Single by Elvis Presley
- B-side: "The First Time Ever I Saw Your Face"
- Released: April 4, 1972
- Recorded: February 16, 1972
- Venue: Las Vegas Hilton, Las Vegas, Nevada
- Genre: Popular, country, gospel
- Length: 4:34
- Label: RCA Victor
- Songwriter: Mickey Newbury
- Producer: Felton Jarvis

Elvis Presley singles chronology
| "He Touched Me" / "Bosom of Abraham" (1972) | "An American Trilogy" / "The First Time Ever I Saw Your Face" (1972) | "Burning Love" / "It's a Matter of Time" (1972) |

= An American Trilogy =

"An American Trilogy" is a 1972 song medley arranged by country composer Mickey Newbury and popularized by Elvis Presley, who included it as a showstopper in his concerts. The medley uses three 19th-century songs:
- "Dixie" – a popular folk song about the southern United States;
- "The Battle Hymn of the Republic" – a marching hymn of the Union Army during the American Civil War; and
- "All My Trials" – a Bahamian lullaby related to African American spirituals and widely used by folk music revivalists.

==First performances==
Newbury first recorded "An American Trilogy" for his 1971 album Frisco Mabel Joy, and the medley featured prominently on his first concert album, Live at Montezuma Hall, released in 1973. The studio recording reached No. 26 on the charts in 1972, and No. 9 on Billboard's Easy Listening chart. Newbury's version was used during the nightly sign-off sequences for American television stations KTBS-TV (Shreveport), KLFY-TV (Lafayette), and WRBT (Baton Rouge) beginning in the middle- to late-1970s.

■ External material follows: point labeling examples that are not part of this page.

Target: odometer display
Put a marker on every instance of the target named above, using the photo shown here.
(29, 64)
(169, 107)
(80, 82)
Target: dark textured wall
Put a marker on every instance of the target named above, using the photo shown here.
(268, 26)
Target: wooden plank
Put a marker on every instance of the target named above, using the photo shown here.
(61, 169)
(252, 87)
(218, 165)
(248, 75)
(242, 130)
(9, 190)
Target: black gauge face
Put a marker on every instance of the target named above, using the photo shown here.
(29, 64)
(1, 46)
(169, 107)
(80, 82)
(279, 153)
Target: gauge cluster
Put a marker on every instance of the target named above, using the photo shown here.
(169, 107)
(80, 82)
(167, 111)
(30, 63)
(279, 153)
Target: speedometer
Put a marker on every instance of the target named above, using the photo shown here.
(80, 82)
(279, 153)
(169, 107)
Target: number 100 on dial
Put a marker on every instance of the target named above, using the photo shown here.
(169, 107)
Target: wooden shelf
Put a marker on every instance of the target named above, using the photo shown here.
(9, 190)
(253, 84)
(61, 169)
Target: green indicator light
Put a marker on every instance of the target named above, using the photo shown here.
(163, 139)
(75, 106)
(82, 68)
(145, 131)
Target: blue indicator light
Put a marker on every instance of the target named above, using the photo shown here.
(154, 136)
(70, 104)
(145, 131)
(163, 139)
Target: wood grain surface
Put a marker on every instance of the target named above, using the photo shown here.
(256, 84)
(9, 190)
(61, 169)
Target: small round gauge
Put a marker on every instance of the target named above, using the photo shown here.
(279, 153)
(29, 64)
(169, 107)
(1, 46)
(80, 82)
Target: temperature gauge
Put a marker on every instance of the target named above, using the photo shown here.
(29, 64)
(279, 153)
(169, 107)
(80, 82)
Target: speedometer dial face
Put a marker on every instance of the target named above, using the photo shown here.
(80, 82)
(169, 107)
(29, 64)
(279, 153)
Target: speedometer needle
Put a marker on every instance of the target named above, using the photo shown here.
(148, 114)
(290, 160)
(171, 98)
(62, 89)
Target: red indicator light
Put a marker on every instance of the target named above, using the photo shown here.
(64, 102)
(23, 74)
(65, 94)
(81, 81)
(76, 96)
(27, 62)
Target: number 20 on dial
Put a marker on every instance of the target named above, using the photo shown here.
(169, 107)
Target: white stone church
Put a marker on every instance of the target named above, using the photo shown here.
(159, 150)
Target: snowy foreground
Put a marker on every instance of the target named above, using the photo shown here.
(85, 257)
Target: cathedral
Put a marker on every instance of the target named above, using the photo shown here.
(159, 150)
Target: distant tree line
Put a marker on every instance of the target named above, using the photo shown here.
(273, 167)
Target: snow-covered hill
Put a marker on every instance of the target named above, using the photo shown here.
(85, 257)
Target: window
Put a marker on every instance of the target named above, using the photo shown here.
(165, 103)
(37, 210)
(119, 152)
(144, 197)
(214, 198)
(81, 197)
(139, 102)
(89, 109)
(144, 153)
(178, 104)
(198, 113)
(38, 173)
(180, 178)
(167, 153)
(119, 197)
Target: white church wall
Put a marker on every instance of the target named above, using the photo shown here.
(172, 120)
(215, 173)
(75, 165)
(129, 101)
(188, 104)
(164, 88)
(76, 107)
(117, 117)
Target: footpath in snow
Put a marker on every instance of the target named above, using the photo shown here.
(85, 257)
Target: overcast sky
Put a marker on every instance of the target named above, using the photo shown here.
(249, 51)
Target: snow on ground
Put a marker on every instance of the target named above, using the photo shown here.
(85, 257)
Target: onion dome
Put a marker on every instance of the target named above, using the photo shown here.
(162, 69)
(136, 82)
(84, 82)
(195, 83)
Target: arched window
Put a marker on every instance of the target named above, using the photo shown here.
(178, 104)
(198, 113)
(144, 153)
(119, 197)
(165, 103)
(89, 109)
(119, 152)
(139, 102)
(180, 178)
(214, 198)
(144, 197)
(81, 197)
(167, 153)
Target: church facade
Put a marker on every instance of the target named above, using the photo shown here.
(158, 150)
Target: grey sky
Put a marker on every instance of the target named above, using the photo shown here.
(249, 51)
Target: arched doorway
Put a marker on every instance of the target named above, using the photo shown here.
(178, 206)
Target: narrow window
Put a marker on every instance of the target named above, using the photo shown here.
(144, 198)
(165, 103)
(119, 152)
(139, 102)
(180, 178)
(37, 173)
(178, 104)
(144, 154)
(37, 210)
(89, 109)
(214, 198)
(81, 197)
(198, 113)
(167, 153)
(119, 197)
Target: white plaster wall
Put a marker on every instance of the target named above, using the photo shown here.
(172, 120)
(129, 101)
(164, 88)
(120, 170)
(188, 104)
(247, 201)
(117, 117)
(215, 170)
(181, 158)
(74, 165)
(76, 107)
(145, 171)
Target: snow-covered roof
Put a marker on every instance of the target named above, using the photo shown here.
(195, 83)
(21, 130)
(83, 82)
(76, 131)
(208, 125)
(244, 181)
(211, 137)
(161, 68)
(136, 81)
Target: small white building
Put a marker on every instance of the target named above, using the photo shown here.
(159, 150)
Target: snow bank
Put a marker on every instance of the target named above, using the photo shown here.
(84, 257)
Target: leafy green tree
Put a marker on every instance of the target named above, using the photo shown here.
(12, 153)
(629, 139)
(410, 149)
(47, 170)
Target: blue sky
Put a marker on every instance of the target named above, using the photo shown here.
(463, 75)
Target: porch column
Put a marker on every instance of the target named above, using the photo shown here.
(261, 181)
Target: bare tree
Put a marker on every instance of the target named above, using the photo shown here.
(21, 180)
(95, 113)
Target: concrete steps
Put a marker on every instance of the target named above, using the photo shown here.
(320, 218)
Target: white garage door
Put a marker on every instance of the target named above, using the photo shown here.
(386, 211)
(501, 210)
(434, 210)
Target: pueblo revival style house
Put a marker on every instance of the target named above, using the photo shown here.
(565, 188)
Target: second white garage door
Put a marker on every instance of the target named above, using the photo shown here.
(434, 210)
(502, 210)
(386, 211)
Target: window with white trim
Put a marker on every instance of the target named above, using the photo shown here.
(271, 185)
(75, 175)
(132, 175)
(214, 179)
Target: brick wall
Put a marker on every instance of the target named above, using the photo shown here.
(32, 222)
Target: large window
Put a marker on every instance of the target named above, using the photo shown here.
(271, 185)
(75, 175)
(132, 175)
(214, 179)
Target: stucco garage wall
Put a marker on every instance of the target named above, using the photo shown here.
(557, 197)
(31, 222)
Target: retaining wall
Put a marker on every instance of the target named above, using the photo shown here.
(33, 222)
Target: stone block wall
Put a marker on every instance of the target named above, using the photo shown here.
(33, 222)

Presley began singing "An American Trilogy" in concert in January 1972; a live recording made the following month was released as a single by RCA Records. Presley modifies Newbury's sequence by reprising after "All My Trials" both "Dixie" in a solo flute passage, credited by Elvis discographies to James Mulidore, and with a bigger ending on "Battle Hymn". He performs the medley in the 1972 concert film Elvis on Tour. Presley's version did not equal the US chart success of Newbury's single, reaching No. 66 late in 1972 and peaking at No. 31 on the Easy Listening chart. However, it was included in both versions of the widely-seen 1973 satellite telecast Aloha from Hawaii. Presley's recording was more successful in the UK, where it reached No. 8.

==Other versions==

The medley was covered by heavy metal band Manowar, appearing as the sixth track on the album Warriors of the World in 2002. It was also featured on country singer Billy "Crash" Craddock's live album Live -N- Kickin' in 2009. Alwyn Humphreys' arrangement for male choir is popular and features on albums by the Cardiff Arms Park Male Choir and Morriston Orpheus Choir. "An American Trilogy" is referenced and partially sung in the Manic Street Preachers' "Elvis Impersonator: Blackpool Pier" on the Everything Must Go album. Presley's version from Aloha From Hawaii was also arranged for the Royal Philharmonic Orchestra for the 2015 compilation album If I Can Dream. In all, over 465 versions have been recorded by various artists.

==Charts==
Mickey Newbury

| Chart (1971–72, 1975) | Peak position |
|---|---|
| Australia (Kent Music Report) | 30 |
| Canadian RPM Top Singles | 76 |
| French Singles Chart | 53 |
| UK Singles Chart | 42 |
| US Billboard Hot Country Singles | 93 |
| US Billboard Hot 100 | 26 |
| US Billboard Easy Listening | 9 |

Elvis Presley

| Chart (1972) | Peak position |
|---|---|
| Sweden | 11 |
| UK Singles Chart | 8 |
| US Billboard Hot 100 | 66 |
| US Billboard Easy Listening | 31 |
| US Cash Box Top 100 | 73 |

==Certifications==

| Region | Certification | Certified units/sales |
| United Kingdom (BPI) Elvis Presley version | Gold | 400,000^{‡} |
^{‡} Sales+streaming figures based on certification alone.